Customized high-fashion expected among young affluent Chinese

China is emerging as the biggest potential opportunity for made-to-order high fashion. That’s the conclusion of Jing Daily, which has a deep-dive look at factors driving the trend. They include the desire of millennials and Gen-Z consumers to wear customized haute couture to stand out from the crowd. In fact, according to a recent McKinsey report, customization features are an expectation of young luxury consumers and no longer a nice-to-have option. “Customization within the brand is increasingly valued by high-net-worth individuals, which are luxury goods’ core customers,” said Dr. Zhou Ting, head of research at Shanghai-based Yaok Institute. A technological challenge remains: supply chains that haven’t yet digitized to change how product demand and inventories are managed. 

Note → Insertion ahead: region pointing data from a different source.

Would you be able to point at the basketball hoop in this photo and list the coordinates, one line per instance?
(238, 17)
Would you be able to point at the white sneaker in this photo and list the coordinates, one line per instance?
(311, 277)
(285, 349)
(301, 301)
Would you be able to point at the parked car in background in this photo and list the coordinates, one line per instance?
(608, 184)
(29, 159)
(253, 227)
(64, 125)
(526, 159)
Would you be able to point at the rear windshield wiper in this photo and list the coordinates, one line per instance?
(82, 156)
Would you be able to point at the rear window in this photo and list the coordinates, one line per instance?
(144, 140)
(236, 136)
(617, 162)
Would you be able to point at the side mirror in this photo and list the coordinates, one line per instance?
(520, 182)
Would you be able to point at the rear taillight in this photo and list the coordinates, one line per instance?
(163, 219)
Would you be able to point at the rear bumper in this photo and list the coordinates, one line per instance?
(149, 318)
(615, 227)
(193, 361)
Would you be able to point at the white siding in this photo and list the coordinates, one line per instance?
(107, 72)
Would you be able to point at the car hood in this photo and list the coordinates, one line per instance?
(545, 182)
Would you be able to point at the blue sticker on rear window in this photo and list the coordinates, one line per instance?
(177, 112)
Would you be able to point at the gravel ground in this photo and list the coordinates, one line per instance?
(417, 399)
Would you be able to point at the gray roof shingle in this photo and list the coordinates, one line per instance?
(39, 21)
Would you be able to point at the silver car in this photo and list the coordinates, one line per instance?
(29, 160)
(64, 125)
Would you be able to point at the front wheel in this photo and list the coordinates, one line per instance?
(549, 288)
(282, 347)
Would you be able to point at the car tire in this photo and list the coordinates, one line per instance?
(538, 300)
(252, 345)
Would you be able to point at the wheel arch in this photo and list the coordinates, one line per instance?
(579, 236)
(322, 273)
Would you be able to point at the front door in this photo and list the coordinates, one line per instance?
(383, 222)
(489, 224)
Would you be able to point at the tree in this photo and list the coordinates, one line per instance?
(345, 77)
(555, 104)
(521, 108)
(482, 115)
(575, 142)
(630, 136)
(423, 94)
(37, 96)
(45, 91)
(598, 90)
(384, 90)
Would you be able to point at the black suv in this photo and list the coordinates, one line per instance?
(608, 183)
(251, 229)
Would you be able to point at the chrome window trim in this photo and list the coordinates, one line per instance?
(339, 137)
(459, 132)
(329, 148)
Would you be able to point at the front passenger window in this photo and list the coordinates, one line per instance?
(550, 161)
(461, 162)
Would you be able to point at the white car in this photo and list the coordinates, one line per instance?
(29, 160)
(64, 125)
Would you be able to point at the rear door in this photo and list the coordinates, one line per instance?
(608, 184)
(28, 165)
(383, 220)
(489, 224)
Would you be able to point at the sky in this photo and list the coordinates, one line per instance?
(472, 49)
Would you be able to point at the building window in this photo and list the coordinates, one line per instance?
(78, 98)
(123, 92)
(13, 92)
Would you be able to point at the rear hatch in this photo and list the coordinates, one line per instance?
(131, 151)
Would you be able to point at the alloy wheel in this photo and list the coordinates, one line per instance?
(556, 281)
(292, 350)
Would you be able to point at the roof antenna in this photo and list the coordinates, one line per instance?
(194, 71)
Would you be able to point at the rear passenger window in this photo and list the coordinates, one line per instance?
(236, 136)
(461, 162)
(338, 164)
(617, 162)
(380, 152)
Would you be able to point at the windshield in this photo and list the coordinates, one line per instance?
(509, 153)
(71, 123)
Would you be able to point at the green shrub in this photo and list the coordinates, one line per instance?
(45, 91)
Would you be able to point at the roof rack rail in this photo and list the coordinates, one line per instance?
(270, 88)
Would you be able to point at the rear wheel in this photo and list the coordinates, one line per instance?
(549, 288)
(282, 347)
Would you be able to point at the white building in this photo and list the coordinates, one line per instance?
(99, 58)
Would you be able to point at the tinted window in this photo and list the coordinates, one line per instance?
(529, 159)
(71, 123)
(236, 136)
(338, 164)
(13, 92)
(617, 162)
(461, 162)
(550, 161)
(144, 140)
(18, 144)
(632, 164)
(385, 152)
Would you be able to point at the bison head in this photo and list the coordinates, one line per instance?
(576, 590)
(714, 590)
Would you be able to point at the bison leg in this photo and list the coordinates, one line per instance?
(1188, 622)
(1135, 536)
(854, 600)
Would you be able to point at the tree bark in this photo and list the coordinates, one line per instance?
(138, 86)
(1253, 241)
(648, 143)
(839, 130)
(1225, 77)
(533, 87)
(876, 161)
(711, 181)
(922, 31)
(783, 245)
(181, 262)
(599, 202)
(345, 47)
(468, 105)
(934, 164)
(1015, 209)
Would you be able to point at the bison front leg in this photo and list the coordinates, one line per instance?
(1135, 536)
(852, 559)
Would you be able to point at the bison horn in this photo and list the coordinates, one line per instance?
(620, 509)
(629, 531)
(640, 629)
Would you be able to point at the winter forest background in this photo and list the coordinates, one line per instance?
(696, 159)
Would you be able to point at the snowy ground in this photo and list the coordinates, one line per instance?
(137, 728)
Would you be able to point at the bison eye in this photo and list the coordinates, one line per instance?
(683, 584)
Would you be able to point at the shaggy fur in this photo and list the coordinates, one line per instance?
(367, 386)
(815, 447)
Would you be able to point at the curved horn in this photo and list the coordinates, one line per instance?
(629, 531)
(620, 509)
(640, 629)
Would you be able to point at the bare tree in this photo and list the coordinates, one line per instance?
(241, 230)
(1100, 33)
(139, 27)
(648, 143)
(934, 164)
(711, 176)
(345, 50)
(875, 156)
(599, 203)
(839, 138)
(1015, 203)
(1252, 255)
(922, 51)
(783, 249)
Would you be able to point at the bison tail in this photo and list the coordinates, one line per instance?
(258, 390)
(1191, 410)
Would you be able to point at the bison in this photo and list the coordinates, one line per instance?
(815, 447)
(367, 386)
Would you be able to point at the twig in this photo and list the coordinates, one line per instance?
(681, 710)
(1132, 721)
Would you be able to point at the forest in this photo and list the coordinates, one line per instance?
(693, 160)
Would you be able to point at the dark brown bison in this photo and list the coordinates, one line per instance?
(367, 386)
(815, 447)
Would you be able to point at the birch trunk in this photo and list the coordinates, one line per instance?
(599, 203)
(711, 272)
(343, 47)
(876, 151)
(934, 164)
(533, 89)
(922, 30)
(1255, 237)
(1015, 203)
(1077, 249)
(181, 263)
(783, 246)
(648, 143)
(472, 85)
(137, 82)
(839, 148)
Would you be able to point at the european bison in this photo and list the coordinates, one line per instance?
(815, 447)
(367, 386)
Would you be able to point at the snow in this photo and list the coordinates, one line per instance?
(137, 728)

Embodee protects its employees, ensures uninterrupted operations

Embodee is doing its share to protect our employees and their communities from the pandemic and to help slow its spread. On March 6, we closed our offices worldwide and had our employees begin working from home. Company operations remain uninterrupted. For healthcare personnel and others working to help people who are ill, we send our best wishes.